Capítulo 40

Mamá entregó el Edsel a la señora Verlow casi al llegar. Aquella pérdida no pareció contrariarla. Se ahorró el gasto de gasolina y de mantenimiento, de modo que a partir de entonces sólo tuvo que preocuparse de su propio mantenimiento. En los años siguientes, vendería su vestuario de alta costura pasado de moda en una tienda de empeños, y emplearía el dinero en comprarse ropa nueva pret—á—porter, lo que ya no estaba por debajo de su condición. Dejó caducar el permiso de conducir de Alabama, y de hecho fue como si olvidase conducir conscientemente. Siempre que quería ir a algún lado, dependía de la amabilidad de la señora Verlow y del medio de transporte que le ofreciera el huésped de turno.

Una mañana desapareció el Edsel. La señora Verlow no dio ninguna explicación al respecto. Mamá no se rebajaría a preguntarle a la señora Verlow qué había sido del coche, y de hecho su ausencia libró a mamá de aquel recordatorio de todo lo que había perdido.

Mamá y Mamadee me habían enseñado desde la cuna a nadar en la insatisfacción. Mamá y yo continuamos con nuestro tira y afloja, aunque sólo fuera por costumbre. Sin embargo, el descontento no era algo natural en mí. A ese respecto podía considerarme una niña saludable; casi todo lo que había bajo el sol me resultaba nuevo, y podía decirse que me había cansado de muy pocas cosas. No necesitaba promesas de felicidad para encontrarme bien en aquel lugar.

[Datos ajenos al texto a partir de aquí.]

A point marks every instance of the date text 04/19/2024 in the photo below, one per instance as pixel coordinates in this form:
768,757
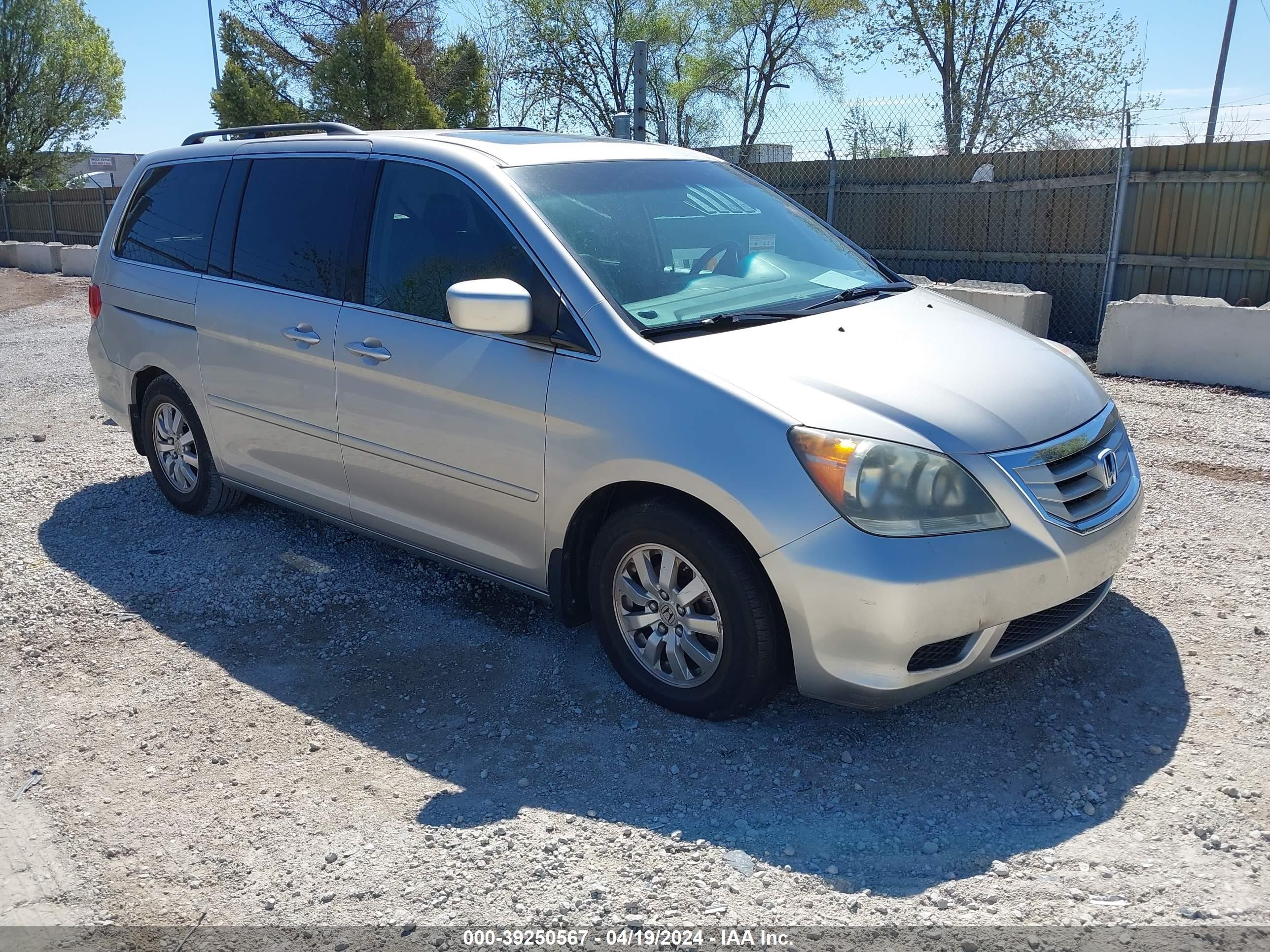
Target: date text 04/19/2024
669,938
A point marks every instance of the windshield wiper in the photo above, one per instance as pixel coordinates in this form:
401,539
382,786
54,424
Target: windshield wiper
720,322
861,292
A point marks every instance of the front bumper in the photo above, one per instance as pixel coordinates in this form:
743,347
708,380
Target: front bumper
859,606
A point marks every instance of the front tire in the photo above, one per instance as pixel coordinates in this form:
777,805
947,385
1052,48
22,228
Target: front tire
179,455
685,612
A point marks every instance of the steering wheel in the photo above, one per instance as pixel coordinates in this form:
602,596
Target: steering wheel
727,248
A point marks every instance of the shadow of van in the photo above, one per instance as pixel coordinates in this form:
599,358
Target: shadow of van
484,690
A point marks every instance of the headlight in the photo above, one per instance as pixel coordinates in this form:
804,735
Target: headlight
894,490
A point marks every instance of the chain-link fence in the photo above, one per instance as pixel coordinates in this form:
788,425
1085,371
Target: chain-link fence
1043,215
881,173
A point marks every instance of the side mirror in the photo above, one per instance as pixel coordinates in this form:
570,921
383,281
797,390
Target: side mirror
491,305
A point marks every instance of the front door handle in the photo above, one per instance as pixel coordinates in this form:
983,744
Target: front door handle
370,348
301,334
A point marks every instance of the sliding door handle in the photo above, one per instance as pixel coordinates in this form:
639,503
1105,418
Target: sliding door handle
301,334
371,349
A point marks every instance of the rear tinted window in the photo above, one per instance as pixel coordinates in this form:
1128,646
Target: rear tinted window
171,217
429,232
292,232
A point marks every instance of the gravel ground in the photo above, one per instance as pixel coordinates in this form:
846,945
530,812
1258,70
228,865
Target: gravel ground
270,720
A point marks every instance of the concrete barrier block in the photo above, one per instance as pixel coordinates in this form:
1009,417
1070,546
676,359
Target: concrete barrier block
78,261
1017,304
38,258
1197,340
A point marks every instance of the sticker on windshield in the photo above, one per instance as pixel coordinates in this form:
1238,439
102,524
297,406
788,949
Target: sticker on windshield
837,280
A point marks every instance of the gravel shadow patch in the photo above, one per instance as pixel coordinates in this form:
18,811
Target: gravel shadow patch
484,691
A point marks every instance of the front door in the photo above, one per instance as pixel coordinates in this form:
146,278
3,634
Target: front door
267,328
444,431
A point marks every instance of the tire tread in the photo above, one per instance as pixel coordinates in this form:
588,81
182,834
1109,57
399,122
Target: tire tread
765,673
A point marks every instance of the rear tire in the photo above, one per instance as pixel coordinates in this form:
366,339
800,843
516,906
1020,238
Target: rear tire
179,456
718,653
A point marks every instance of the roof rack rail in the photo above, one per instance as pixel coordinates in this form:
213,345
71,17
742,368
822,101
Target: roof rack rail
331,129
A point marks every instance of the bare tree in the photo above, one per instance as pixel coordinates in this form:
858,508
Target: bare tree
770,42
513,91
1013,73
578,54
296,34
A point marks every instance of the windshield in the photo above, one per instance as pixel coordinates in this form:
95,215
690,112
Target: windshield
677,240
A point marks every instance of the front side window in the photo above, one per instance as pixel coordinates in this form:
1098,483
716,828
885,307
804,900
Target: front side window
292,232
172,214
676,240
429,232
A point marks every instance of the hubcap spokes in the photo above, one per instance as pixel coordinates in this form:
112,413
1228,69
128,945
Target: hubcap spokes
176,447
669,616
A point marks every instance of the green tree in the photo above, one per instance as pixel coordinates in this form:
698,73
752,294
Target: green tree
254,89
460,84
365,80
298,34
685,69
60,80
1013,73
872,139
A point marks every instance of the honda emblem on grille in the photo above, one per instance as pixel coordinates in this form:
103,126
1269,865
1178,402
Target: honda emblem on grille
1109,469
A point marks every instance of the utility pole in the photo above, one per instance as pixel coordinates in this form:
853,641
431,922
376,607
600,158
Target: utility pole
216,61
1221,73
639,67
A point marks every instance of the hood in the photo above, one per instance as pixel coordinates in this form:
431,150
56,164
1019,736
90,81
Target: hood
917,369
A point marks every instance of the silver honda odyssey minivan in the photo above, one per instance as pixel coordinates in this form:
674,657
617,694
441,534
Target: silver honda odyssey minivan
628,378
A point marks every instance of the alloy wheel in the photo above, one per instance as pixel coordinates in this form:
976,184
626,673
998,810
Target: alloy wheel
176,447
669,616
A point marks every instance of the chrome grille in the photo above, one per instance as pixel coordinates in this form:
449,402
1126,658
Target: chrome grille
1081,480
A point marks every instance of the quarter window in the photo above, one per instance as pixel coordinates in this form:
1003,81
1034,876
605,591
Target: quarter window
171,217
292,232
429,232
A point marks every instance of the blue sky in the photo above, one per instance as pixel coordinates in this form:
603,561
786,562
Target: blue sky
169,78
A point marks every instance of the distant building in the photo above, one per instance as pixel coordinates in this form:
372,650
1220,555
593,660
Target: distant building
759,153
105,169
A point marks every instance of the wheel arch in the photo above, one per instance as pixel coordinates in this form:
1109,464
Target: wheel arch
568,564
141,380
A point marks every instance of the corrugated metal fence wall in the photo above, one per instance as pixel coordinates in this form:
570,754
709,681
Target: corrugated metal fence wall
74,216
1197,220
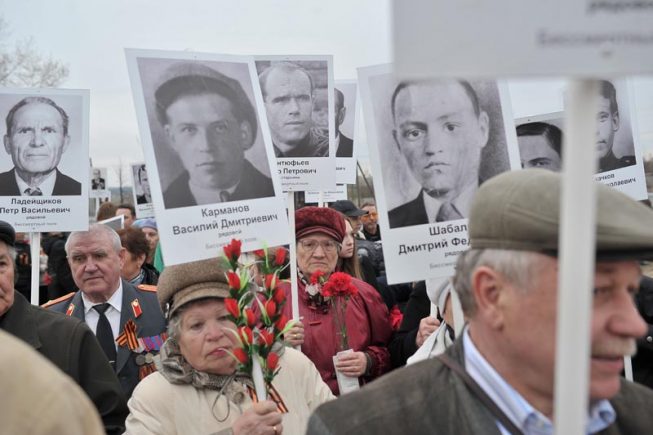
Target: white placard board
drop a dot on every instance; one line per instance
(204, 129)
(337, 194)
(141, 192)
(619, 151)
(294, 90)
(49, 133)
(99, 185)
(433, 141)
(346, 108)
(470, 38)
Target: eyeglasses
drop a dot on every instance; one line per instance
(311, 245)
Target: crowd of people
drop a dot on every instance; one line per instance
(152, 348)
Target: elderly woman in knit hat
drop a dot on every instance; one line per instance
(320, 232)
(197, 389)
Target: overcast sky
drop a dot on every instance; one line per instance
(90, 36)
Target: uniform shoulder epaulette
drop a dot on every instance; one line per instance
(56, 301)
(147, 287)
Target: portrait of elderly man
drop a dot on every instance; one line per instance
(36, 138)
(608, 124)
(540, 146)
(440, 129)
(209, 122)
(499, 375)
(288, 95)
(344, 145)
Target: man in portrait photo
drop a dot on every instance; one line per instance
(97, 182)
(145, 195)
(288, 95)
(540, 146)
(608, 125)
(36, 138)
(344, 145)
(209, 122)
(440, 129)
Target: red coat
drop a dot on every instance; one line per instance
(368, 328)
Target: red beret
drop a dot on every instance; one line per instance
(311, 220)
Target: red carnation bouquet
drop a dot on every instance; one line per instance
(256, 336)
(338, 290)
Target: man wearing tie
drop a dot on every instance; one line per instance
(210, 123)
(127, 320)
(440, 130)
(36, 137)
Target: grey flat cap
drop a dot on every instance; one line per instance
(184, 283)
(520, 210)
(184, 78)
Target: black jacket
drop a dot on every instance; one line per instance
(70, 345)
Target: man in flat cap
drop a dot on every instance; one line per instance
(288, 95)
(36, 138)
(127, 320)
(498, 377)
(210, 123)
(67, 343)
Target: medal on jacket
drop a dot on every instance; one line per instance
(136, 307)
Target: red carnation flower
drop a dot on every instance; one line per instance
(279, 296)
(232, 250)
(234, 280)
(250, 317)
(280, 257)
(265, 338)
(270, 308)
(272, 361)
(232, 307)
(271, 281)
(241, 355)
(280, 324)
(317, 277)
(246, 334)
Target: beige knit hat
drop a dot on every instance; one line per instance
(183, 283)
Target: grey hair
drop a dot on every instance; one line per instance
(516, 266)
(94, 230)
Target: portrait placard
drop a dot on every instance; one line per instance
(208, 152)
(141, 191)
(619, 152)
(298, 95)
(433, 142)
(582, 38)
(346, 105)
(99, 185)
(44, 180)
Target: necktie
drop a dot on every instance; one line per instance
(104, 333)
(33, 192)
(447, 212)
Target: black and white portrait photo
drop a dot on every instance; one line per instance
(205, 131)
(614, 140)
(345, 116)
(440, 140)
(296, 100)
(141, 184)
(42, 145)
(98, 178)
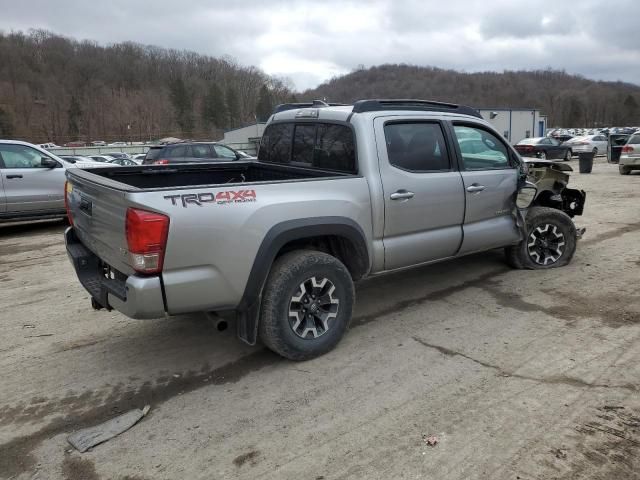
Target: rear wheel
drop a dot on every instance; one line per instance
(550, 240)
(307, 304)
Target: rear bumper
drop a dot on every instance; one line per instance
(136, 297)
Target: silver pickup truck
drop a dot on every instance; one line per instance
(337, 194)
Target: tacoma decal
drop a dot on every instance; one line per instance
(219, 198)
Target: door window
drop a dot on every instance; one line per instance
(480, 149)
(20, 156)
(416, 147)
(224, 152)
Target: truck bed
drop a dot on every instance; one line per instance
(190, 175)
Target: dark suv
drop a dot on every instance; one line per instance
(193, 152)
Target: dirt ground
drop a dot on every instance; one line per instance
(519, 375)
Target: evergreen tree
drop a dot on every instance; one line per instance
(74, 114)
(182, 102)
(630, 110)
(6, 124)
(233, 106)
(214, 110)
(264, 107)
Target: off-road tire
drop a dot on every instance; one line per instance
(287, 274)
(518, 256)
(624, 170)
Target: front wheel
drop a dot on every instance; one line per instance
(306, 305)
(550, 240)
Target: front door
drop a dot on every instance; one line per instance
(423, 193)
(490, 184)
(29, 187)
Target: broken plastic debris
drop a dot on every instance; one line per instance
(84, 439)
(430, 440)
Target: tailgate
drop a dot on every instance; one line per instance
(99, 212)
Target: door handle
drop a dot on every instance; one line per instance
(401, 195)
(475, 188)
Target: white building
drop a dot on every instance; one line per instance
(516, 123)
(245, 138)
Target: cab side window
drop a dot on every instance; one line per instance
(480, 149)
(20, 156)
(416, 147)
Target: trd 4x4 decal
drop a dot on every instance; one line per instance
(219, 198)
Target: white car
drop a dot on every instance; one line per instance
(630, 156)
(32, 181)
(589, 143)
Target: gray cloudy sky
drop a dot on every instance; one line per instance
(310, 41)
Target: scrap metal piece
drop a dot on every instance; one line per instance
(84, 439)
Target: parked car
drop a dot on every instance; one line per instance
(32, 181)
(78, 159)
(617, 141)
(630, 155)
(191, 152)
(543, 148)
(281, 239)
(597, 144)
(124, 162)
(101, 158)
(116, 154)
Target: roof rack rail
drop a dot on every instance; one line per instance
(411, 104)
(315, 104)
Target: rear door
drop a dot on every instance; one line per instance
(490, 178)
(28, 187)
(423, 192)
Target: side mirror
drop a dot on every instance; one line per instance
(47, 162)
(526, 195)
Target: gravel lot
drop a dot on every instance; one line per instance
(529, 375)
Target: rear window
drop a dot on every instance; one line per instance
(153, 153)
(316, 145)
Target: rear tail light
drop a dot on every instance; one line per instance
(67, 191)
(146, 238)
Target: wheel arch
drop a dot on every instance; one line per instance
(339, 236)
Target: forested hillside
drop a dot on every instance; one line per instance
(568, 100)
(57, 89)
(53, 88)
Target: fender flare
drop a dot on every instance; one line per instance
(278, 236)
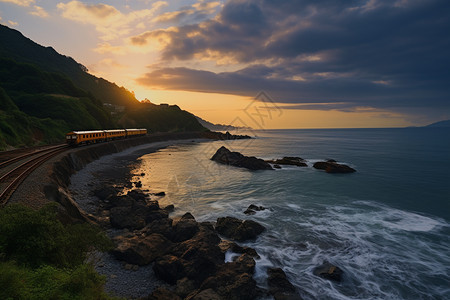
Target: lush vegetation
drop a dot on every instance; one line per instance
(160, 118)
(40, 258)
(44, 95)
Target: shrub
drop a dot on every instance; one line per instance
(33, 238)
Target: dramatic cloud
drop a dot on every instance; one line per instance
(376, 53)
(20, 2)
(108, 20)
(39, 12)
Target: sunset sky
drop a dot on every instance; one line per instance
(324, 64)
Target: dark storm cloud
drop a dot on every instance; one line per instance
(375, 53)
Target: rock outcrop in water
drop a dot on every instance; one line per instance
(225, 156)
(332, 166)
(329, 271)
(187, 254)
(289, 161)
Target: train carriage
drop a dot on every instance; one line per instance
(75, 138)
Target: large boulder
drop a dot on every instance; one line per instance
(126, 217)
(225, 156)
(333, 167)
(239, 230)
(252, 209)
(234, 280)
(163, 294)
(200, 254)
(185, 228)
(329, 271)
(289, 160)
(169, 268)
(138, 250)
(279, 285)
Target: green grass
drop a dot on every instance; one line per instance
(41, 258)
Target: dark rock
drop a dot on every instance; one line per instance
(152, 215)
(169, 268)
(169, 208)
(208, 294)
(279, 285)
(234, 280)
(116, 201)
(163, 294)
(329, 271)
(289, 160)
(141, 250)
(185, 228)
(252, 209)
(239, 230)
(138, 195)
(105, 192)
(233, 247)
(153, 205)
(184, 287)
(201, 254)
(333, 167)
(161, 226)
(225, 156)
(125, 217)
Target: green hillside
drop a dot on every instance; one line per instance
(44, 95)
(15, 46)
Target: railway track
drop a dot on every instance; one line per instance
(25, 164)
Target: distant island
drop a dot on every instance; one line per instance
(445, 123)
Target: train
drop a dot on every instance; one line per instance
(76, 138)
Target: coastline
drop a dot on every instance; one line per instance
(224, 258)
(114, 169)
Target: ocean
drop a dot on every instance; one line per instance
(386, 226)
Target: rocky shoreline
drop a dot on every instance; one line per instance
(157, 257)
(178, 258)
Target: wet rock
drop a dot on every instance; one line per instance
(289, 160)
(153, 205)
(233, 247)
(234, 280)
(185, 228)
(116, 201)
(279, 285)
(125, 217)
(141, 250)
(169, 268)
(138, 195)
(239, 230)
(104, 192)
(201, 254)
(169, 208)
(163, 294)
(152, 215)
(208, 294)
(329, 271)
(184, 287)
(333, 167)
(252, 209)
(225, 156)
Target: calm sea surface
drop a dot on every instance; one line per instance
(387, 225)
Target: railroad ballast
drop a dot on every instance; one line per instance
(75, 138)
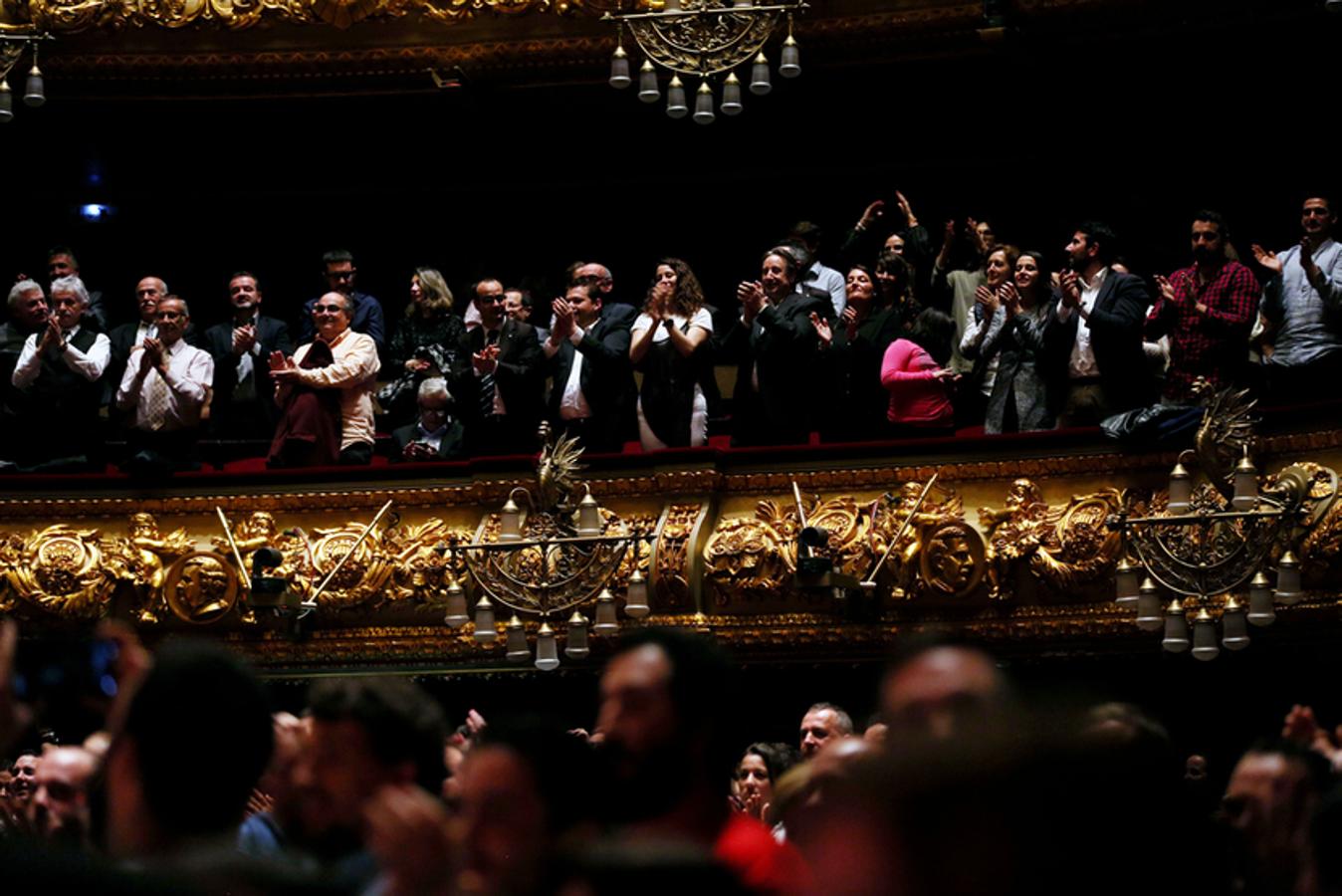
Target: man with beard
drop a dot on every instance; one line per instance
(366, 734)
(243, 405)
(1207, 310)
(666, 705)
(1096, 325)
(1302, 306)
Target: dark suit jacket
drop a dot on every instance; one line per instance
(451, 448)
(259, 419)
(780, 344)
(1115, 325)
(606, 378)
(520, 377)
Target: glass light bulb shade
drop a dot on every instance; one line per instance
(605, 621)
(648, 90)
(1176, 629)
(1288, 579)
(1149, 617)
(1245, 483)
(1181, 490)
(510, 522)
(516, 645)
(1234, 626)
(547, 651)
(456, 616)
(789, 65)
(636, 595)
(1126, 579)
(760, 77)
(704, 105)
(589, 517)
(575, 643)
(1204, 637)
(34, 93)
(1260, 601)
(732, 96)
(485, 632)
(675, 99)
(620, 69)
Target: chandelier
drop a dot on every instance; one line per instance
(702, 39)
(12, 46)
(559, 557)
(1202, 560)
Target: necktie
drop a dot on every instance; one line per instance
(487, 378)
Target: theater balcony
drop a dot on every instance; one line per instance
(1013, 545)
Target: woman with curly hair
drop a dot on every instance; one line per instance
(670, 346)
(424, 344)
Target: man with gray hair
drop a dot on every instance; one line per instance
(436, 435)
(59, 377)
(165, 386)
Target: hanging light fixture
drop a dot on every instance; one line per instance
(704, 104)
(675, 99)
(34, 93)
(1199, 549)
(562, 555)
(547, 652)
(709, 39)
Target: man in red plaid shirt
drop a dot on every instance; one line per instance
(1207, 310)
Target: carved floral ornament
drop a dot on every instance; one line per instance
(73, 16)
(1021, 553)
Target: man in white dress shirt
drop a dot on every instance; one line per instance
(165, 388)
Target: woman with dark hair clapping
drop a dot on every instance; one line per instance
(668, 346)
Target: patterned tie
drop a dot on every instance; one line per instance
(487, 378)
(156, 401)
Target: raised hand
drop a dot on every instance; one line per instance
(872, 213)
(751, 294)
(245, 338)
(1265, 259)
(1070, 285)
(562, 318)
(910, 219)
(821, 329)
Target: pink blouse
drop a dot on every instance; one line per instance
(916, 394)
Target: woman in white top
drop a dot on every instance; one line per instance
(670, 346)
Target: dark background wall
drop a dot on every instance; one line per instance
(1036, 133)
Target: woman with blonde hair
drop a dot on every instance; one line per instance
(423, 346)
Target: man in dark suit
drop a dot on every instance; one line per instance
(1098, 327)
(368, 318)
(775, 344)
(592, 393)
(243, 402)
(436, 435)
(500, 393)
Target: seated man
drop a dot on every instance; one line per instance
(165, 385)
(59, 385)
(436, 435)
(327, 392)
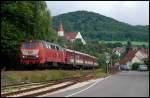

A diario, tras el desayuno, me aguardaba una lista de tareas. Ser útil hacía que me sintiera necesaria, y sentirme necesaria me hacía sentir más segura. El conocimiento de que amontonaba monedas de veinte centavos en el libro de contabilidad de la señora Verlow constituía para mí un pequeño placer inconfesable, que en mi opinión son los mejores.

Seguí llevando el pelo hecho un desastre. Siempre que mamá reparaba en ello, despotricaba acerca de la facilidad que tenía Merry Verlow para blanquear y freírme el cabello a su antojo, sin su permiso. Si a eso sumamos la estopa enmarañada que tenía en el cráneo y las orejas de soplillo, la verdad es que parecía una boba, lo que sin duda comportaba ciertos beneficios, pues al menos tener aspecto de boba desarma.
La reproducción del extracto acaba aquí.